WTF, ABC's Jonathan Karl's only regret, is, that his propaganda was exposed


ABC News Chief White House Correspondent Jonathan Karl's statement in response to criticism for the deceptive sourcing in his so-called "exclusive" on administration talking points on the September attacks in Benghazi is fundamentally misleading.
In a statement to CNN, Karl claimed that ABC News "updated our story immediately" when it became clear it was based on misquoted emails from administration officials. But Karl also insisted the story "still entirely stands," and the network has issued no on-air corrections. In fact, in two on-air reports on the release of administration emails that debunked his reporting, Karl said that those emails "confirm" ABC News' original story.
Conservatives have long claimed that the Obama administration edited references to terrorism out of the Benghazi talking points for political reasons. Karl buttressed those allegations with a May 10 report that claimed, based on what appeared to be direct quotes from the emails of White House and State Department aides, that "the edits were made with extensive input from the State Department."
Karl's "exclusive" received widespread coverage even though it was largely a rehash of previously covered debates on who gave input into the talking points. It did not disprove what Gen. David Petraeus, former head of the Central Intelligence Agency, testified in November: that the intelligence community signed off on the final draft of the talking points, and that references to terrorist groups in Libya were removed in order to avoid tipping off those groups.
But Karl's story dissolved after CNN's Jake Tapper obtained a key email from a White House aide that differed substantially from how it had been quoted by Karl. The ABC News reporter then acknowledged that he had never seen the actual emails on which he had reported. Rather, a Republican source had read him their own summaries of those emails.
On May 20, CNN's Howard Kurtz reported the following statement from Karl: "Clearly, I regret the email was quoted incorrectly and I regret that it's become a distraction from the story, which still entirely stands.  I should have been clearer about the attribution.  We updated our story immediately."
This statement merely compounds the dubious practices that in which Karl and ABC News have engaged with regard to this story.

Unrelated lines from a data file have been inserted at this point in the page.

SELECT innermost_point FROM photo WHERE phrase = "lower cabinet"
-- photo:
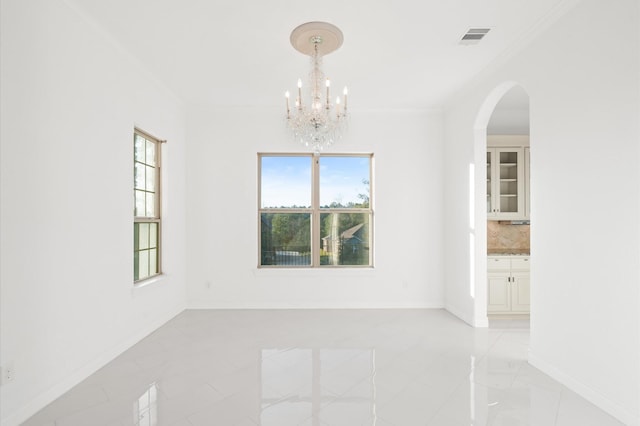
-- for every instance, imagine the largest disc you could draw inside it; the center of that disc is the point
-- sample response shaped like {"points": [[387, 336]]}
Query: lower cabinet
{"points": [[508, 285]]}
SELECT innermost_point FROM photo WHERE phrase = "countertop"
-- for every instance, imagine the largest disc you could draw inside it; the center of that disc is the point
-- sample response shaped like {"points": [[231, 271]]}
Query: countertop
{"points": [[512, 252]]}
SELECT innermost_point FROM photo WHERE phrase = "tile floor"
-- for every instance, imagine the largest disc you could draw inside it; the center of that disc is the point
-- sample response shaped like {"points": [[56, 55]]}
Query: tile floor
{"points": [[323, 368]]}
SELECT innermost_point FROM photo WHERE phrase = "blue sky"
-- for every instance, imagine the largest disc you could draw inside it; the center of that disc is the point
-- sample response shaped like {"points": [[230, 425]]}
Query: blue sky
{"points": [[286, 181]]}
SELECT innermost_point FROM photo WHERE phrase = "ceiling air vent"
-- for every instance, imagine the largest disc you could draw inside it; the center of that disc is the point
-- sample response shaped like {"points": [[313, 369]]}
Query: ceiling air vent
{"points": [[474, 35]]}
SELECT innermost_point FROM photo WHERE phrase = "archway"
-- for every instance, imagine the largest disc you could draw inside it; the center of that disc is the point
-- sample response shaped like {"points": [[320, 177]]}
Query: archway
{"points": [[505, 110]]}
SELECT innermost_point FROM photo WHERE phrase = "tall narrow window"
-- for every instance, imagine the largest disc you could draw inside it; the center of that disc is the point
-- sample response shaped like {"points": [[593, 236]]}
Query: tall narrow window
{"points": [[315, 211], [146, 226]]}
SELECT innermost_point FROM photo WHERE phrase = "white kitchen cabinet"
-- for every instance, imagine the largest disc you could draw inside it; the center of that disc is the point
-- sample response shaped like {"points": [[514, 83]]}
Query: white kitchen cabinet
{"points": [[508, 285], [505, 183]]}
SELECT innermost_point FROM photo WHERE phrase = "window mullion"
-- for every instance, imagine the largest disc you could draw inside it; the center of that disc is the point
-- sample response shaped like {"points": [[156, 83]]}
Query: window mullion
{"points": [[315, 218]]}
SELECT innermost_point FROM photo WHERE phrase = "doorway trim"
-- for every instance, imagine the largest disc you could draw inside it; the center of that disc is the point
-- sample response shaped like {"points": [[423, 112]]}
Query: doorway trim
{"points": [[480, 151]]}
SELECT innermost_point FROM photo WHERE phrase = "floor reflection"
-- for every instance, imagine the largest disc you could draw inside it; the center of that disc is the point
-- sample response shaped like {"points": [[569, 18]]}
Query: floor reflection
{"points": [[145, 409], [298, 383]]}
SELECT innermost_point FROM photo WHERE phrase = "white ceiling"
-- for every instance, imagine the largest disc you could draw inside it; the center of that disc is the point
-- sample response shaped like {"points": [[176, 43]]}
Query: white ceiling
{"points": [[396, 53]]}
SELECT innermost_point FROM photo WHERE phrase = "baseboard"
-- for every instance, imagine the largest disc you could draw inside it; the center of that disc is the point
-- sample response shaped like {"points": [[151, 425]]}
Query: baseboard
{"points": [[281, 306], [596, 398], [50, 395]]}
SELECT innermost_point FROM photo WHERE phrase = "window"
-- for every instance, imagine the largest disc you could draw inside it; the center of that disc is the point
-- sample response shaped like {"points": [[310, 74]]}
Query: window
{"points": [[315, 211], [146, 191]]}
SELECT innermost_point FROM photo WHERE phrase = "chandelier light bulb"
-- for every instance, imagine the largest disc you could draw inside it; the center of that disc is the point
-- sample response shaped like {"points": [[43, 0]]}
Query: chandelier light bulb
{"points": [[319, 123]]}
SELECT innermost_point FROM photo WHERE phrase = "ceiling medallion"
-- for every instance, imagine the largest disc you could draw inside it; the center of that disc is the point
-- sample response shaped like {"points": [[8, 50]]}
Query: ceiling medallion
{"points": [[318, 122]]}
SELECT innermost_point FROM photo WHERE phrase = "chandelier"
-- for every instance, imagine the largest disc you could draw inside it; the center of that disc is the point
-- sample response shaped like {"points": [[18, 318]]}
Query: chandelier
{"points": [[320, 122]]}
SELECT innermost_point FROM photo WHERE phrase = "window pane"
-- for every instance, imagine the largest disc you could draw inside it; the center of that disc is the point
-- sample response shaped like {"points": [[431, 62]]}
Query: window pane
{"points": [[344, 182], [136, 236], [143, 239], [139, 148], [136, 268], [143, 264], [140, 203], [153, 235], [153, 262], [151, 153], [285, 182], [285, 239], [151, 206], [139, 178], [344, 239], [150, 178]]}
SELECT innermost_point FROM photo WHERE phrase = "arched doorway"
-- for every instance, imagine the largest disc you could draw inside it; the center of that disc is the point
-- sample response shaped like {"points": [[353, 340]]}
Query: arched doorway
{"points": [[504, 113]]}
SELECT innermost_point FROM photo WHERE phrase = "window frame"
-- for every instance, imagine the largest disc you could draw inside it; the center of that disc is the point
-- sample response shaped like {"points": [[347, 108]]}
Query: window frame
{"points": [[157, 218], [315, 211]]}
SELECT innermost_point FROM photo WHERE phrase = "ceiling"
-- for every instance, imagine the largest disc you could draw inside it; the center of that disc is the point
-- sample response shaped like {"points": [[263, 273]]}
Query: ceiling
{"points": [[401, 54]]}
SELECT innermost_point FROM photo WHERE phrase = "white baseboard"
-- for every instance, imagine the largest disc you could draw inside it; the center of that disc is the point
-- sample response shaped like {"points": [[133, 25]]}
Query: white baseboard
{"points": [[591, 395], [277, 306], [50, 395]]}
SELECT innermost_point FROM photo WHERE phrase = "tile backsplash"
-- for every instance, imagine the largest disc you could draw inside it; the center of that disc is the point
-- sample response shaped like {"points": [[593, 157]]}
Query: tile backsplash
{"points": [[503, 237]]}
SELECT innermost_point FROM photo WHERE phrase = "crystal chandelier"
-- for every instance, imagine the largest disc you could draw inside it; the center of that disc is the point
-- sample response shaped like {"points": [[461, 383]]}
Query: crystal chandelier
{"points": [[319, 123]]}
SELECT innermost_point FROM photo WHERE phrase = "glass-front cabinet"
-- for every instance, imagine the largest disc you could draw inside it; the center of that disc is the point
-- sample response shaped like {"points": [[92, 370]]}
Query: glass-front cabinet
{"points": [[505, 184]]}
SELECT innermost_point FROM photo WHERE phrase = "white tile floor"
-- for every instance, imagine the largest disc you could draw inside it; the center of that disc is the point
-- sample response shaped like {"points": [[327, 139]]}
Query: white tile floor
{"points": [[321, 368]]}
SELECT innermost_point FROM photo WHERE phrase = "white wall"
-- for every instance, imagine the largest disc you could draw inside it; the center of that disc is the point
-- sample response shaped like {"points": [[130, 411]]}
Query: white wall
{"points": [[222, 200], [70, 101], [584, 192]]}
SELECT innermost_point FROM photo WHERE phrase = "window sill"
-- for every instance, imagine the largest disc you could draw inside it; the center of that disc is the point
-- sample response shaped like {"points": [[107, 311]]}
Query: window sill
{"points": [[315, 272], [149, 281]]}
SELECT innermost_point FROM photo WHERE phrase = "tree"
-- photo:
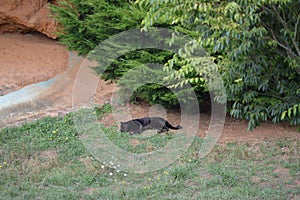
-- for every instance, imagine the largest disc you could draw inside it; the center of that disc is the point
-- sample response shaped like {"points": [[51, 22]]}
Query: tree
{"points": [[255, 44]]}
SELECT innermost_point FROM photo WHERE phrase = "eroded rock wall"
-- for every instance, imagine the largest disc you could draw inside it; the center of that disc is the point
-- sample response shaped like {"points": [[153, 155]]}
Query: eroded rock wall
{"points": [[27, 16]]}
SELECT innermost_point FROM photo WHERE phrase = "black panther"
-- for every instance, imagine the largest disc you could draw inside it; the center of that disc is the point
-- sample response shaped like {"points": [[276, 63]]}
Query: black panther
{"points": [[137, 126]]}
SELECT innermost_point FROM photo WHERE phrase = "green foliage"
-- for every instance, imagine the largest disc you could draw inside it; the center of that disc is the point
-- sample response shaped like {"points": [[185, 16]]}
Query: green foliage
{"points": [[255, 45], [86, 24]]}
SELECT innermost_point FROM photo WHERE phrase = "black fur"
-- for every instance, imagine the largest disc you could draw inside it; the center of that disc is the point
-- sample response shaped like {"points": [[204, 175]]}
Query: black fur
{"points": [[146, 123]]}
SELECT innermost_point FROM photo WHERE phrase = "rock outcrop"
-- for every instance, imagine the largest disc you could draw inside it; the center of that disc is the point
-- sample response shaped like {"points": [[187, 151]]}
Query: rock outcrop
{"points": [[27, 16]]}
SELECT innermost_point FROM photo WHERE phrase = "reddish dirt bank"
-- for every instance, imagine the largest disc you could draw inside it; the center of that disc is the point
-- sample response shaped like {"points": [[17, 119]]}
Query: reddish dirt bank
{"points": [[29, 58]]}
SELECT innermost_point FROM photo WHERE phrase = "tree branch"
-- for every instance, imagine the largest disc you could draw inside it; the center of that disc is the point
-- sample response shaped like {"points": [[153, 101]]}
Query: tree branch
{"points": [[295, 36], [289, 50]]}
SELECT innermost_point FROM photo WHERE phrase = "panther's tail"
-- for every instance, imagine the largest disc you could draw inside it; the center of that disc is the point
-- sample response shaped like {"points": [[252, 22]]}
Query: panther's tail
{"points": [[172, 127]]}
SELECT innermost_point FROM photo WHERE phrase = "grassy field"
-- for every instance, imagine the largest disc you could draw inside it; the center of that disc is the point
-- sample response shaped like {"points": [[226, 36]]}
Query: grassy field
{"points": [[47, 160]]}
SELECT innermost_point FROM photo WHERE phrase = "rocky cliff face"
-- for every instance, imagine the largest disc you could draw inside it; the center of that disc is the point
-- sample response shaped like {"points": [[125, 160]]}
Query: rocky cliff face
{"points": [[27, 16]]}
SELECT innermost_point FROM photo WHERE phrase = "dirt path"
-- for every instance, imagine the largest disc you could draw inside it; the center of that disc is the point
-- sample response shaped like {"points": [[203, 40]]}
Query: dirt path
{"points": [[31, 58]]}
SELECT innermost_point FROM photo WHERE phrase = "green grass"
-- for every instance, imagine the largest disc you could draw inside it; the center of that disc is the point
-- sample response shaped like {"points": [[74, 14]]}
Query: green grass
{"points": [[47, 160]]}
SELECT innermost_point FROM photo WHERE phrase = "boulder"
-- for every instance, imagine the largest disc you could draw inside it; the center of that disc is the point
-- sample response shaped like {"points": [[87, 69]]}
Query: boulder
{"points": [[27, 16]]}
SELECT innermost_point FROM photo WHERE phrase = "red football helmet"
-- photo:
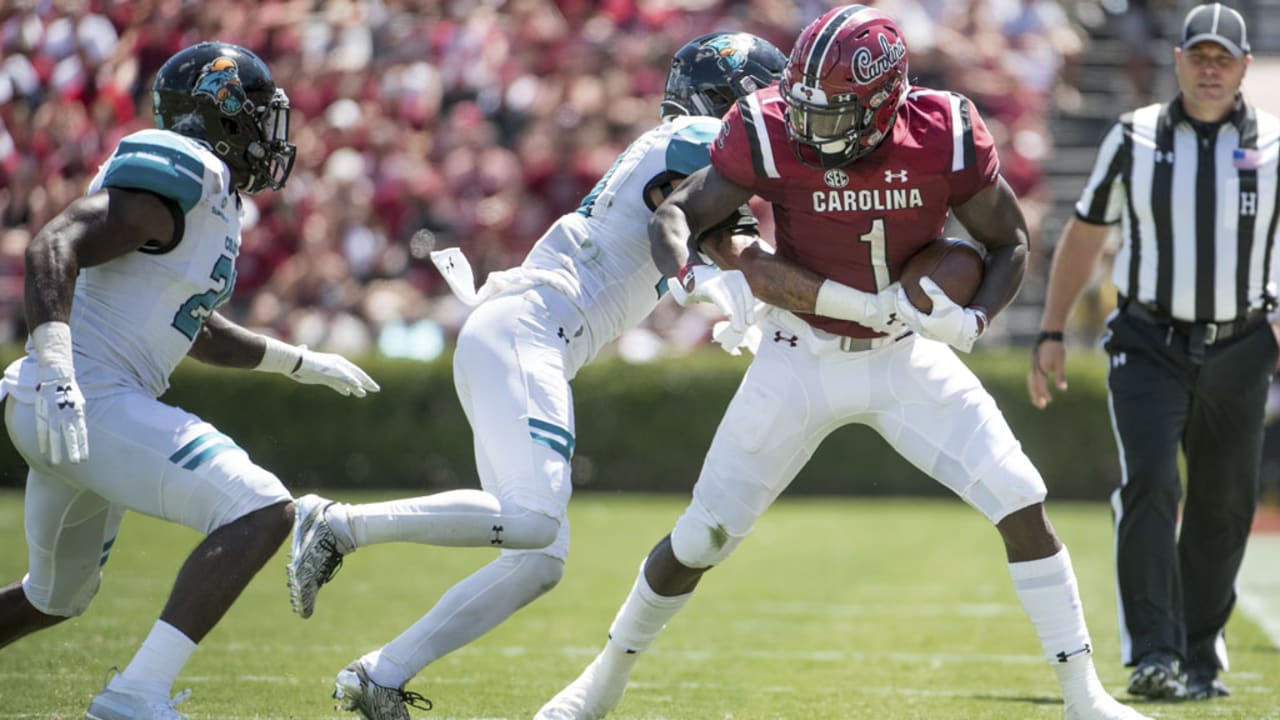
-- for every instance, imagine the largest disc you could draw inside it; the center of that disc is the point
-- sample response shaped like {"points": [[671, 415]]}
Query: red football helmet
{"points": [[844, 83]]}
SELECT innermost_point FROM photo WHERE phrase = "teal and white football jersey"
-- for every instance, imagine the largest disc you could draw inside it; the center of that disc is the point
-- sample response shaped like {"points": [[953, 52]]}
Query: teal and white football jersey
{"points": [[136, 317], [599, 255]]}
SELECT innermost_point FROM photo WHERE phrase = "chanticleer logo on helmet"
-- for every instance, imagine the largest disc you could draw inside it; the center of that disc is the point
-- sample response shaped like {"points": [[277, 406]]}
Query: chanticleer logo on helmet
{"points": [[219, 81]]}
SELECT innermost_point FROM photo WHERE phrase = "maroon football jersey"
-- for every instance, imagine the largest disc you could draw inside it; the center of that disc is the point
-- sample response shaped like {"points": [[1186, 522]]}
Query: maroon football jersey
{"points": [[859, 224]]}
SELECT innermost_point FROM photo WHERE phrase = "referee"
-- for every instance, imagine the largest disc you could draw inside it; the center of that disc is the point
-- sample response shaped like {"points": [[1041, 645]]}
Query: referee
{"points": [[1193, 185]]}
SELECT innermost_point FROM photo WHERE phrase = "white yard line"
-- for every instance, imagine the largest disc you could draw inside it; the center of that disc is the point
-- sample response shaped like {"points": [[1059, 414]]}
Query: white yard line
{"points": [[1258, 586]]}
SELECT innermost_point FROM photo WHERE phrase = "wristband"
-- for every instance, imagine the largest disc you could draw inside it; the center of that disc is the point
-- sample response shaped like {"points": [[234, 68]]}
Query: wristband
{"points": [[53, 343], [1048, 336], [983, 319], [686, 272], [840, 301], [279, 356]]}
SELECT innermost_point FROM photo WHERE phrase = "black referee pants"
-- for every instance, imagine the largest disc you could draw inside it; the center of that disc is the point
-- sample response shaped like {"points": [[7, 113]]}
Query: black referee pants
{"points": [[1176, 589]]}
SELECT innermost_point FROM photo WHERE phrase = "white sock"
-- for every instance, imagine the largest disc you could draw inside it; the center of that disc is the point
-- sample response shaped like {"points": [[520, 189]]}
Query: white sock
{"points": [[1051, 598], [1079, 678], [460, 518], [156, 664], [470, 609], [643, 615]]}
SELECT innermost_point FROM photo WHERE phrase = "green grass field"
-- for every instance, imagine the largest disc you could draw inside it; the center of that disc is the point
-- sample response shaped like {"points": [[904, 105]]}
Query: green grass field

Karl's statements that he "regret[s]" the email obtained by Tapper was "quoted incorrectly" and that he "should have been clearer about the attribution" effectively ignores the central impropriety that led media observers to call his story "sloppy" and "inaccurate": his repeated false claims, both on-air and in his online report, that he had actually "obtained" the emails on which he reported. In so doing, and in providing what he described as direct quotes from those emails, Karl  willfully misled his audience. As TPM Media's Josh Marshall wrote:
[T]hat's not a minor point because the impact of his story was based on his having reviewed them himself rather than relying on a second hand account -- having gotten some summary of them from a tendentious source -- a Republican staffer. The fact that Karl put the non-quotes within quotation marks makes it pretty clear that he was led to believe that he was being given verbatim transcriptions. You never put summaries in quotes.
Karl's claim that his story "entirely stands" is laughable. Don't take my word for it: both CNN's Tapper and CBS' Major Garrett have pointed out how Karl's story diverges from reality in the wake of the release of the administration emails on the editing of the talking points.
Karl's statement that "We updated our story immediately" is also risible. ABC News has never addressed or corrected on-air any of its reporting on the story -- including repeated false claims by Karl himself and by Martha Raddatz and Reena Ninan that the network had actually "obtained" the emails.
In fact, in his May 15 report for World News with Diane Sawyer on the White House's release of roughly 100 pages of administration emails on the talking points, Karl claimed that the released emails "confirm ABC News' exclusive report."
Likewise, during his May 16 report for Good Morning America, Karl said the emails "confirm what ABC News first reported."
As for the online version of the story, Karl authored a May 14 blog post explaining that he had never actually seen the emails and had instead been "quoting verbatim a source who reviewed the original documents and shared detailed notes" and providing that source's false explanation for the discrepancy. ABC News has appended that post to the original May 10 story along with the following "editor's note":
Editor's NoteThere were differences between ABC News' original reporting on an email by Ben Rhodes, below, and the actual wording of that email which have now been corrected. ABC News should have been more precise in its sourcing of those quotes, attributing them to handwritten copies of the emails taken by a Congressional source. We regret that error. The remainder of the report stands as accurate. 
The editor's note does not address the issue of Karl's false suggestion in the article that he had actually obtained the emails in question, other than to say he should have been "more precise" in his sourcing. While the note claims the differences between the actual email's text and the text Karl quoted have been "corrected," the original false quote actually remains unchanged in the story, though Karl's explanation for those discrepancies has been added to the end of the article.
And of course, the claim that "the remainder of the report stands as accurate" is a ridiculous attempt to save face that is frankly insulting to ABC News' viewers.